Je crois depuis longtemps qu’il est impossible pour une personne avec une bonne culture scientifique de croire à un dieu personnel. Tout au plus croira-t-il au « dieu chiquenaude », expression chère et récurrente de Mr Bernier dans son livre. À preuve, aucun des prix Noble vivants ne croirait à un « dieu personne » (selon Dawkins). C’est en retenant notre souffle qu’on regarde ce catholique se transmuer lentement en athée sur 30 ans de lecture et de réflexions. Fascinant.

Pour arriver à accepter notre « chameau » qui est la vraie nature de l’homme civilisé, Mr Bernier réalise qu’il est nécessaire d’amputer un cancer particulièrement monstrueux, Platon. Rares sont les matérialistes anticléricaux qui ont pris Platon au sérieux. Erreur ! Nous, occidentaux, avons été hypnotisés par Platon que tout prêtre aura étudié soigneusement, et aura régurgité pour mieux nous obnubiler. Platon est celui qui a formalisé l’idéalisme ontologique. C’est lui qui a délégué la république aux hommes à l’exclusion des femmes, qui a justifié l’esclavagisme, qui a inspiré la haine du corps, le dédain de la sexualité, la déification du philosophe ratiocineur, qui a inventé le camp de concentration… pour y neutraliser… les athées.

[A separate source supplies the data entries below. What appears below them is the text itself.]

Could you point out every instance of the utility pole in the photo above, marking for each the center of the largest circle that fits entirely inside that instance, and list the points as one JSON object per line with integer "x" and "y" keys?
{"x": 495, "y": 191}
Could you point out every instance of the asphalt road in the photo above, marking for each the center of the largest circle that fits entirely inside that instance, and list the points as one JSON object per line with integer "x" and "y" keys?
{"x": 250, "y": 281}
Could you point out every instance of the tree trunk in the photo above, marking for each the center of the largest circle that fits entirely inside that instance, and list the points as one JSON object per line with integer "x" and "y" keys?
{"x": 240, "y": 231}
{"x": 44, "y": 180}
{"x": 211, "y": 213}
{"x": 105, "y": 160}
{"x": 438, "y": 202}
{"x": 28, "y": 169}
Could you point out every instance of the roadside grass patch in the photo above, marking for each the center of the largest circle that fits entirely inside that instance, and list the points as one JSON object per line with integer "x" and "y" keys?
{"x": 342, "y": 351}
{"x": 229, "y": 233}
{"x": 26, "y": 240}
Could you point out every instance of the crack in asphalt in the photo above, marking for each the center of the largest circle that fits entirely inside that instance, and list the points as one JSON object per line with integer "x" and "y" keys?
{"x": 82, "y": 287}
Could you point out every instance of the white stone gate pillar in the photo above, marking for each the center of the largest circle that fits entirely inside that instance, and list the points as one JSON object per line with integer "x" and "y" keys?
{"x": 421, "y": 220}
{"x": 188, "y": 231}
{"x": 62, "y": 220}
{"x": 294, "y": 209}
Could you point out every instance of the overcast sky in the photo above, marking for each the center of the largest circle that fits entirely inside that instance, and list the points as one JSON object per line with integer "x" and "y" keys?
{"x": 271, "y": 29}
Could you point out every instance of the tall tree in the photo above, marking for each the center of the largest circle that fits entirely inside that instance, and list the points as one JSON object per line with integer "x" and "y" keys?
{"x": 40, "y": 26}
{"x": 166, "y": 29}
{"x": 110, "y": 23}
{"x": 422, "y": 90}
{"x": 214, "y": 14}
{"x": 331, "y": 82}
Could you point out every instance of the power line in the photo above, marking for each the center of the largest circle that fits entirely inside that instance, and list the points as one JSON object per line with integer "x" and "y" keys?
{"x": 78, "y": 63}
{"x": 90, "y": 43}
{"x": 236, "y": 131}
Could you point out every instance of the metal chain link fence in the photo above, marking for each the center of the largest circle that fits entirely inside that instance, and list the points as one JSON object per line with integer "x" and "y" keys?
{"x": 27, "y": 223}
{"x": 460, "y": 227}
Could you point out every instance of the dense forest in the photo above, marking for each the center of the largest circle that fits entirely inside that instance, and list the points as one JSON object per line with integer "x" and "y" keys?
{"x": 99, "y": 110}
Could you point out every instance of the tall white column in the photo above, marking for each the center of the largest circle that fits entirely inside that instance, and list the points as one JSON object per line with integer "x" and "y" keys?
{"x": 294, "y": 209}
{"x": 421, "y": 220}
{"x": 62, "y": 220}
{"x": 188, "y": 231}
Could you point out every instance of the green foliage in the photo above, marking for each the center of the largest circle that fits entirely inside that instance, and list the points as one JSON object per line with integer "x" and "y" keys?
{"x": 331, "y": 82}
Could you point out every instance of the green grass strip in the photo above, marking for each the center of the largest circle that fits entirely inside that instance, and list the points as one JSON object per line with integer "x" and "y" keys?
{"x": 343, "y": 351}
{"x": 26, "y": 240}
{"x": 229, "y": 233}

Notre auteur a donc eu, dans sa jeunesse, une immense soif de transcendance. Il fut rempli d’un sens enflé de sa propre dignité, fut saisi d’une impatience d’absolu, fut subjugué par un désir d’émerveillement. Mais alors ensuite que faire de ce désenchantement scientifique du monde, de ces involutions coperniciennes, et peut-on encore croire à une Vérité ? se demande-t-il. Sa souffrance est palpable, mais sa jouissance intellectuelle est trop suave, irrésistible, un véritable chant des muses, infectieuse, par ailleurs. Mr Bernier développe un argumentaire pour une sorte de compromis entre le constructivisme et le relativisme en épistémologie et en éthique. Il y a encore du travail d’analyse à faire de ce côté, mais le départ apparaît prometteur. À quand le penseur qui osera proclamer le relativisme éthique jusqu’au bout, sans craindre l’opprobre des bondieusards de tout acabit ? À la fin, il devient clair que non seulement Dieu est mort, mais la Vérité aussi, et qu’il faut se résigner aux chameauderies, ou à l’humilité de la taupe qui a trop lu de bons livres pour se laisser aller aux délires absolutistes ou totalitaires, qu’ils soient anciens ou modernes.

Finalement, il serait malhonnête à l’égard de nos lecteurs de ne pas mentionner ce qui n’a pas plu au recenseur. Trop de références à la vie personnelle de l’auteur –un ton par beaucoup trop familier, une proximité trop grande de Charles Taylor, cet ennemi des sciences et des Lumières, une idée arrêtée trop proche d’Adam Smith sur les bienfaits du capitalisme. Ces petits irritants n’enlèvent rien au bonheur de lire ce texte, le meilleur argumentaire que le Québec n’ait produit à date pour une vision du monde naturaliste, une vision précise, à jour, riche à craquer, extrêmement savante. À lire, absolument.